Victims of sexual assault with a disability are often doubted when reporting their abuse. Joseph Ma. Rosell

People with disabilities suffer higher rates of sexual assault than are seen in the broader community. They also suffer barriers to reporting which mean the available figures are likely to significantly under represent the true rate of abuse.

One study of sexual offences reported to Victoria Police revealed that just over a quarter of victims had a disability. Of this group, 15.6% had a psychiatric disability or mental health issue and 5.9% had an intellectual disability. This is despite data indicating that adults with a psychiatric and/or intellectual disability represent just 5.2% and 3% of the Australian population.

Barriers to justice

It is widely acknowledged that all sexual violence is under-reported, with just 19% of sexual assault victims reporting the crime to police. This is due to significant barriers to reporting sexual violence that exist across the general population. These include a fear of not being believed and a fear of further violence or abuse from the perpetrator. There is also the trauma of going through the criminal justice process.

All of these factors can be compounded for people living with a disability. Take, for example, a person living in a residential or aged care facility. They may initially disclose some aspect of the abuse to a staff member, who ultimately will decide whether the matter should be referred to police. The victim faces the risk of receiving compromised care, while the police may never hear of the abuse. There are similar dangers involved with reporting abuse from a family member.

For people with a psychiatric or intellectual disability, stereotypes or assumptions about their disability may increase doubts over their claims. Indeed, perpetrators may target people with these disabilities precisely because they think the victim is less likely to report the crime and less likely to be believed.

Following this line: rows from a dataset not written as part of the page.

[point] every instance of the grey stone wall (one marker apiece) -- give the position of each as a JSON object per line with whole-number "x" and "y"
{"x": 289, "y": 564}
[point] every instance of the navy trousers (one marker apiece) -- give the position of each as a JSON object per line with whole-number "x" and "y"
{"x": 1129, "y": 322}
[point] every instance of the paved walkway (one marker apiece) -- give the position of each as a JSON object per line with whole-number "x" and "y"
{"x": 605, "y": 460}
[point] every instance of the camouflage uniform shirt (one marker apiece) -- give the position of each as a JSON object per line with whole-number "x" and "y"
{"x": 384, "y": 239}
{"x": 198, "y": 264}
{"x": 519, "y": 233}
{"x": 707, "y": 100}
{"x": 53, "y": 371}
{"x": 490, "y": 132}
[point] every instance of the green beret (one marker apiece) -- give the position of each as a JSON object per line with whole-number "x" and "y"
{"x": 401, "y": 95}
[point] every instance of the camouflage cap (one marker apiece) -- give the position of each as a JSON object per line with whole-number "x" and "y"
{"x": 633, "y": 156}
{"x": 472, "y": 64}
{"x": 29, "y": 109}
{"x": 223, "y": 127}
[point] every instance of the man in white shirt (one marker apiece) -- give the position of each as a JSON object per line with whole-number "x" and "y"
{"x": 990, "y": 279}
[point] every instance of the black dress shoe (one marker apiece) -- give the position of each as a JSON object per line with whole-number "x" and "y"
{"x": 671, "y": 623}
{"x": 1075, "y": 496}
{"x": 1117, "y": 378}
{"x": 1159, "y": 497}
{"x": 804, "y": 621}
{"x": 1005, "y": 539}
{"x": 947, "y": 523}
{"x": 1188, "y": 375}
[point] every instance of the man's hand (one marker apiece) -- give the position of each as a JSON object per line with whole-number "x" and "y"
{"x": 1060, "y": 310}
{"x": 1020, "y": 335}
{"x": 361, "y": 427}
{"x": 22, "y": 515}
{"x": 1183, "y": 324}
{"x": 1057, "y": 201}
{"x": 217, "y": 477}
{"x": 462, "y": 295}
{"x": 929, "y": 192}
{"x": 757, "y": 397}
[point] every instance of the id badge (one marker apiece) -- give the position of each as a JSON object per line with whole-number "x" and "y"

A 2003 study by the Victorian Disability Discrimination Legal Service inspected the experience of victims of sexual assault with a disability in the criminal justice system. The authors found that the most common barriers to justice for these victims were:

  • not being believed when they do report sexual assault
  • not being considered reliable witnesses in court proceedings and
  • not being considered capable of participating in the justice process.

In short, because as a society we minimise, doubt and fail to investigate instances of suspected abuse, many cases that should be brought forward are never pursued.

What can be done?

There a number of community-based programs trying to improve outcomes for victims of sexual violence living with a disability. Sexual education programs for people with disabilities provide information about sexual health and sexual violence prevention, including people’s rights and advice on what to do if anyone’s behaviour makes them feel uncomfortable or unsafe.

But combating the culture of secrecy in some institutions will require close work with residential care agencies. Key measures include the professional development of staff, to help them identify potential warning signs of sexual abuse. Working with vulnerable adults checks can be used to prevent abusers from moving from one facility to another. Furthermore, there should also be clear and consistent policies for responding to disclosures of sexual violence or suspected abuse cases.

Further improvements are needed to assist police and state prosecutors to work more effectively with victims. This includes training to conduct appropriate interviews for eliciting evidence, and court processes that enable victims with a disability to have their evidence heard in court.

If urgent change is carried out across public policy, the residential care sector and the criminal justice system, we can stop the denial of justice for victims of sexual violence with disabilities.